Cependant cette impression pénible se dissipe après un examen plus attentif des choses. Oui, l’homme se promène au milieu de beaucoup d’apparences, mais il ne cesse de marcher vers la vérité, et c’est un progrès, négatif, si l’on veut, réel pourtant, que de savoir qu’il y avait illusion là où l’on avait cru toucher la réalité. On n’y reviendra donc plus, du moins du même côté, et c’est autant de gagné sur le nombre des erreurs possibles de l’esprit humain. Il y a plus d’ailleurs : au travers des erreurs de l’intelligence, il y a quelque chose qui reste, qui s’affermit, qui grandit : c’est la conscience humaine et son idéal. On peut trouver puériles les dissensions et les doctrines des penseurs chrétiens des premiers siècles ; il n’en est pas moins vrai qu’ils ont vécu d’un idéal supérieur à tout ce qui les avait précédés, et qu’ils ont contribué à former le nôtre De toutes ces figures du iie siècle dont nous avons tâché de reproduire la physionomie, quelle est celle sur laquelle s’arrêterait l’unanimité de nos sympathies ? Serait-ce Polycarpe et sa rudesse orthodoxe ? Serait-ce Valentin et son système hérissé ? Serait-ce Irénée et sa médiocre théologie ? Non ; je prétends que ce serait l’humble Blandina, la vierge martyre, oubliant ses douleurs pour servir de mère au pauvre enfant qui meurt, lui aussi, dans les tourmens... Cette tendresse dans la vaillance, cet espoir dans la douleur, oh ! que voilà bien le christianisme éternel, la sublime nouveauté qui doit durer toujours ! Et qui songe, en voyant Blandina mourir ainsi, à se demander si elle est montaniste ou catholique, hétérodoxe ou orthodoxe ?
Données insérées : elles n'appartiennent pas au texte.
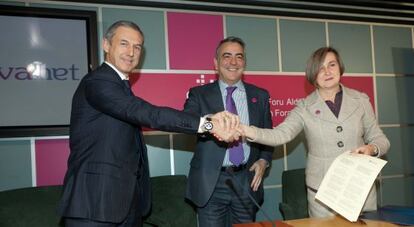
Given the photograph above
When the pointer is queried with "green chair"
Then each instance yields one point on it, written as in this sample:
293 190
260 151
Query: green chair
294 203
36 206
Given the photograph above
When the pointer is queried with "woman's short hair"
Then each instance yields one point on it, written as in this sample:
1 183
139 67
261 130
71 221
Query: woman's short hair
316 60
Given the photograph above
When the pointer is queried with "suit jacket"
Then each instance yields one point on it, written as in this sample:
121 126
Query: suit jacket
108 156
205 166
328 136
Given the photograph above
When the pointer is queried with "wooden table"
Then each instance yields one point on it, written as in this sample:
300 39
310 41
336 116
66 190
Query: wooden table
320 222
Il reste bien peu en somme du christianisme d’ Irénée, si l’on entend par là sa dogmatique ; mais ce qu’il eut en partage avec tous les chrétiens de son temps, hérétiques et autres, ce qui fait qu’il faut savoir pardonner à son intolérance comme à celle de ses successeurs, et même la préférer à la vieille insouciance païenne, c’est ce sentiment haut et vif de la vérité invisible, c’est ce respect, cet amour de la nature humaine, fruit authentique et impérissable de l’Évangile, c’est cette obéissance à la loi sacrée qui nous ordonne de vivre pour autre chose que le pain qui périt, c’est ce sérieux moral de l’âme qui se sent appelée à s’élever vers Dieu. Quand on pénètre au fond des choses, les misères de l’intelligence n’empêchent pas de voir la grandeur de l’esprit. En définitive le progrès se réalise. On se dit alors qu’on est engagé soi-même dans le mouvement ascensionnel de l’humanité, on tâche d’y contribuer selon ses forces, et, bien loin de n’éprouver que pitié ou dédain pour les illusions de la pensée religieuse, on reconnaît dans leur longue succession la marque même de notre destinée réelle, l’on se sent animé d’une franche et libre sympathie pour tout ce qui peut s’appeler une approximation de l’ineffable.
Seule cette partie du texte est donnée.